Most industries have voluntary certification bodies that attest to the quality of their members. For example, in the investment world, a financial analyst (CFA) is someone who was certified by the CFA Institute after completing three rigorous exams that test their financial and investment acumen.
Although taking the CFA exam is voluntary, it became the benchmark against which most investment professionals are measured, and its selectivity (fewer than one in five candidates pass all three levels) is a true indicator of quality.
However, when it comes to data, marketers traditionally did not have the same kind of rigorous standards by which to measure the quality of their data. Brands simply have to trust that the audience data they buy to drive their advertising and marketing campaigns will lead to optimal results. This approach is not good enough for long-term marketing success.
Today, the marketing data ecosystem is beginning to be held to similar quality standards that are essential to foster trust and transparency in what was an opaque field to date. The question is what is needed and why marketers should care.
Full support of data certification
Data quality is a frequent topic of conversation among marketers. In September 2020, the term reached its highest popularity in Google trends since July 2005. As marketing continues to move toward personalization and, more importantly, as privacy regulation continues to evolve, there is a need for certainty in the quality and compliance of your data.
The first step is to establish mutually agreed industry standards for data quality. However, when buying data from third parties, buyers traditionally place a great deal of trust in suppliers without getting the same transparent and standardized reporting format. There are many considerations when buying data: how and from where was it sourced? How recent is it? How was it modeled? Is it authentic or is it riddled with bot-generated information?
Buyers expect their data to be of high quality, but most do not have standardized measures to assess this. As conversations about data regulation continue, many third-party vendors are proactively seeking certification from accredited auditors to ensure high-level data quality.
Understanding data quality and effectiveness.

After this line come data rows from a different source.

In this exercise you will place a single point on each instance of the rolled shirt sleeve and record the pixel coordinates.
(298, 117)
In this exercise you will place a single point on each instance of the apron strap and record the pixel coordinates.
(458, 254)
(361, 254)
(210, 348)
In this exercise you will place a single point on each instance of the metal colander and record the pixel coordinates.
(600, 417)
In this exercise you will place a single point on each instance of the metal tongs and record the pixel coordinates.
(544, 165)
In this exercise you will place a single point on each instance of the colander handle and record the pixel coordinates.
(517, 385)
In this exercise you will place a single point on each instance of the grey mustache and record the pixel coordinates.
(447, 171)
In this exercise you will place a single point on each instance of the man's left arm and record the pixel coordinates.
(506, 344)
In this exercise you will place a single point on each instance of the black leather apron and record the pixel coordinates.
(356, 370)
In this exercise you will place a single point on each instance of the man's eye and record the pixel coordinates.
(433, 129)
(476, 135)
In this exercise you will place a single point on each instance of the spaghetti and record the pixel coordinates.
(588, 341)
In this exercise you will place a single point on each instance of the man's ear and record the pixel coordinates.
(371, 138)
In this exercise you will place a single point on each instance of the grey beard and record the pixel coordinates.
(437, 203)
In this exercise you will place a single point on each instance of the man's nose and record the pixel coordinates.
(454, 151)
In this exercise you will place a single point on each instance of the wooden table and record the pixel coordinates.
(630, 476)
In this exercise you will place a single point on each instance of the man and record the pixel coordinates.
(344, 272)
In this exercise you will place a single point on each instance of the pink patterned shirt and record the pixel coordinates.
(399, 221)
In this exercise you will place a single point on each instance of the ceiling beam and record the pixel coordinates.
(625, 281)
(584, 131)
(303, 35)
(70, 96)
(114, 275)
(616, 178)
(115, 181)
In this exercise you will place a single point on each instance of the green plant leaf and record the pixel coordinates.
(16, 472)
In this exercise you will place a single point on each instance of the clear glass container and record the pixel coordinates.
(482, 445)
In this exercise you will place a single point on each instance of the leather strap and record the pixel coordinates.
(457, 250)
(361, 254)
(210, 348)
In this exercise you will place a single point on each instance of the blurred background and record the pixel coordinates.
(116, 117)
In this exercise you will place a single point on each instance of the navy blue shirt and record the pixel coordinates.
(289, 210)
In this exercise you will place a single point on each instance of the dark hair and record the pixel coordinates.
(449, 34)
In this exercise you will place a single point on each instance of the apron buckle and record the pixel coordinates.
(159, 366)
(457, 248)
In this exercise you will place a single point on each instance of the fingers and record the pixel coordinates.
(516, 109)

Data quality focuses primarily on parameters such as accuracy, validity and consistency across platforms. It can be summarized as follows: is my data privacy compliant and usable? Data effectiveness, on the other hand, focuses primarily on whether that data has direct application to your business objectives. The question is “how good is the data at accomplishing what it is supposed to do?”. The main distinction between the two, then, is usability versus utility.
You must have data quality to have effectiveness, but you can have excellent data quality that doesn’t really help improve the customer experience if it’s not targeted correctly. Master data management should be considered to make sure you are creating a trusted, authoritative view of customers that can be easily and seamlessly tracked in platforms like Salesforce, Netsuite, Creatio or other CRM platforms.

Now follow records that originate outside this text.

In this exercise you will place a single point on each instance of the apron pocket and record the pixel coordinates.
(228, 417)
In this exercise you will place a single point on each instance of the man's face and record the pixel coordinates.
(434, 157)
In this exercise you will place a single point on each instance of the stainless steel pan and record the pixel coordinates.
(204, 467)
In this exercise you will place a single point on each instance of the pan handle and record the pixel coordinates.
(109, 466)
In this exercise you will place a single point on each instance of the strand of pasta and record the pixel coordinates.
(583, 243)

Just as there are countless potential negative impacts of receiving financial and investment advice from someone who has no real experience in the field, the same goes for using incorrect data. The impacts of this type of data can include everything from decreased customer satisfaction and retention to skewed campaign success metrics. In this hyper-competitive marketplace, brands can’t afford to get it wrong.
In addition, as privacy regulation changes, it will become increasingly important to ensure that the audience data an organization buys from vendors and marketplaces is compliant and certified.
Engaging with data providers that took the steps toward certification is a great first step in making sure you have good quality data. However, it is up to the organization to determine the effectiveness of their data. They should be tested over time to see if they are really moving the needle with the target audience.